Third, if the government is going to support discovery research in health-related areas, then we might ask why it is that the government does not then go ahead and also support development of important inventions in these areas. Previously, the government sought to develop cures for diseases. Now, apparently, the government operates a research subsidy program for the pharmaceutical industry and the biotech venture community. In any number of areas of public interest, the government could withdraw its support and leave the area to private companies. We might do this with fire departments, say. But even if the government withdrew, why would anyone think it appropriate to replace the government presence with a corporate monopoly?

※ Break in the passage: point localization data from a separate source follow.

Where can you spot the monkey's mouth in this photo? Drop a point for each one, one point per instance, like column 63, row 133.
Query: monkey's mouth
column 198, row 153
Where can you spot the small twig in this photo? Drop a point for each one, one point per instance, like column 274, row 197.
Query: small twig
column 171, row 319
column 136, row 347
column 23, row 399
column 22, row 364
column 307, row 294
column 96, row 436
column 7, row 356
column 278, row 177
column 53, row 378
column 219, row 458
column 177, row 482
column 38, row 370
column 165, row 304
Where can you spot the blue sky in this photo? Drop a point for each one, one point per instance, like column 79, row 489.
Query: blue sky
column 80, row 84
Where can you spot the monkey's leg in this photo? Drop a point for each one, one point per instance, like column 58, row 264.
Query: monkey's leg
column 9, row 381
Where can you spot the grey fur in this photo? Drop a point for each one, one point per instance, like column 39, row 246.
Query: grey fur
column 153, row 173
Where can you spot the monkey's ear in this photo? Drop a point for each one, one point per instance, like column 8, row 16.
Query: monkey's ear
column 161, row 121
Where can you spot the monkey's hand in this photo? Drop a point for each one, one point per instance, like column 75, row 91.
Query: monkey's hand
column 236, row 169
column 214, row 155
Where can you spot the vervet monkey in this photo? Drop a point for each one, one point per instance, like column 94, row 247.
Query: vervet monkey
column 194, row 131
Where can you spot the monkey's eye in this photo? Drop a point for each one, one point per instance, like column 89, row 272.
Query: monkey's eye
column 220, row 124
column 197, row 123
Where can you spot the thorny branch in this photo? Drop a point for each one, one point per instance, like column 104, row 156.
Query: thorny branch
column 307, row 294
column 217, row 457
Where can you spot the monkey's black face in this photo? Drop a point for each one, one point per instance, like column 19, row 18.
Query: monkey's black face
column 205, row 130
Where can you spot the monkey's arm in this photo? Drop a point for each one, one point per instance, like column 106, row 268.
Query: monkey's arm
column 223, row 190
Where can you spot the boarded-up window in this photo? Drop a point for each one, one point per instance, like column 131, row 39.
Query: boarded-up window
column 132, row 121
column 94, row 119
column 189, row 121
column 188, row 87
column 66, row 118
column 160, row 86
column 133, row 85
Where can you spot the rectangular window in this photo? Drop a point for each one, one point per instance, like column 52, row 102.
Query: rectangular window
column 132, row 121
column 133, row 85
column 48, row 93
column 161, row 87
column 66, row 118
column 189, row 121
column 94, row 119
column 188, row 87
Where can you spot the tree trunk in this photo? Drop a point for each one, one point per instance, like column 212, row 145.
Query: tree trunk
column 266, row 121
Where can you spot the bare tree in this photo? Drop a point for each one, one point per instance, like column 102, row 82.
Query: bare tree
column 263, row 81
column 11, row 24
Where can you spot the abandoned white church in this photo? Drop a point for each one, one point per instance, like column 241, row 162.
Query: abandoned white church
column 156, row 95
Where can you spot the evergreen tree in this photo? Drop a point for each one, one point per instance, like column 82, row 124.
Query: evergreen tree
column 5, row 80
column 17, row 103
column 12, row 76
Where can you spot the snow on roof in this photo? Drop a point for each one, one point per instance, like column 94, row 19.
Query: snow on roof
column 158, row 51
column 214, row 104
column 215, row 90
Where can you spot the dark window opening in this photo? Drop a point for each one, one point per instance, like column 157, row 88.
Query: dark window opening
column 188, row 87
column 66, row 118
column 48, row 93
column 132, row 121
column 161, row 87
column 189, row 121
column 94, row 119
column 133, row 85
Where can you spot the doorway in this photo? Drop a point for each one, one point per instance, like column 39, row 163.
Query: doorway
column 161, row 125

Finally, Bayh-Dole continues the distinction between private patent markets and government patent markets. The federal government obtains for each subject invention a royalty-free license to practice and have practiced by and on behalf of the United States. The government patent market for these inventions is a broad as the government has authority to make it. What is the point of the government holding a broad license under patents on subject inventions and never exercising those rights? March-in under Bayh-Dole pertains only to the contractor’s behavior in private patent markets. The government’s own license is sufficiently broad that the government can authorize companies to sell generic versions of drugs developed with federal support by private industry. Exercising that license has nothing to do with march-in or determining that health needs have not been “reasonably satisfied” by nonprofits and their exclusive licensees operating in the private patent marketplace.
The NIH spends a great deal on research and not so much on development. Changing the emphasis to focus on development in areas determined to be priorities for public health would lead to an alternative pathway by which research discoveries directed at public health could be developed for medical use without having to pass for two decades through the hands of companies that insist on holding monopolies. We might also see more effective clinical testing, collaborative development, and much lower prices for resulting products. Bayh-Dole is a creature of the NIH’s view that private monopolies are the engine to develop therapeutic products based on federally supported research. There are other pathways available to the federal government.
It’s time for the monopoly-based pharmaceutical industry to have some competition, and it should be a mandate for the federal government to provide opportunities for competing approaches to drug development. And for that, it is necessary to return to the Kennedy patent policy: (1) limit patent monopolies on inventions made with federal support in the area of public health; (2) limit the term of exclusive licenses on subject inventions in health care, even if to three years after the date of first commercial sale or eight years from the date of exclusivity, as in the IPA program; (3) get the federal government back into development of cures and preventive measures, using the government’s license to practice and have practiced, as well as 28 USC 1498 as necessary to ensure that the public gets needed therapies on reasonable, not monopolistic, terms.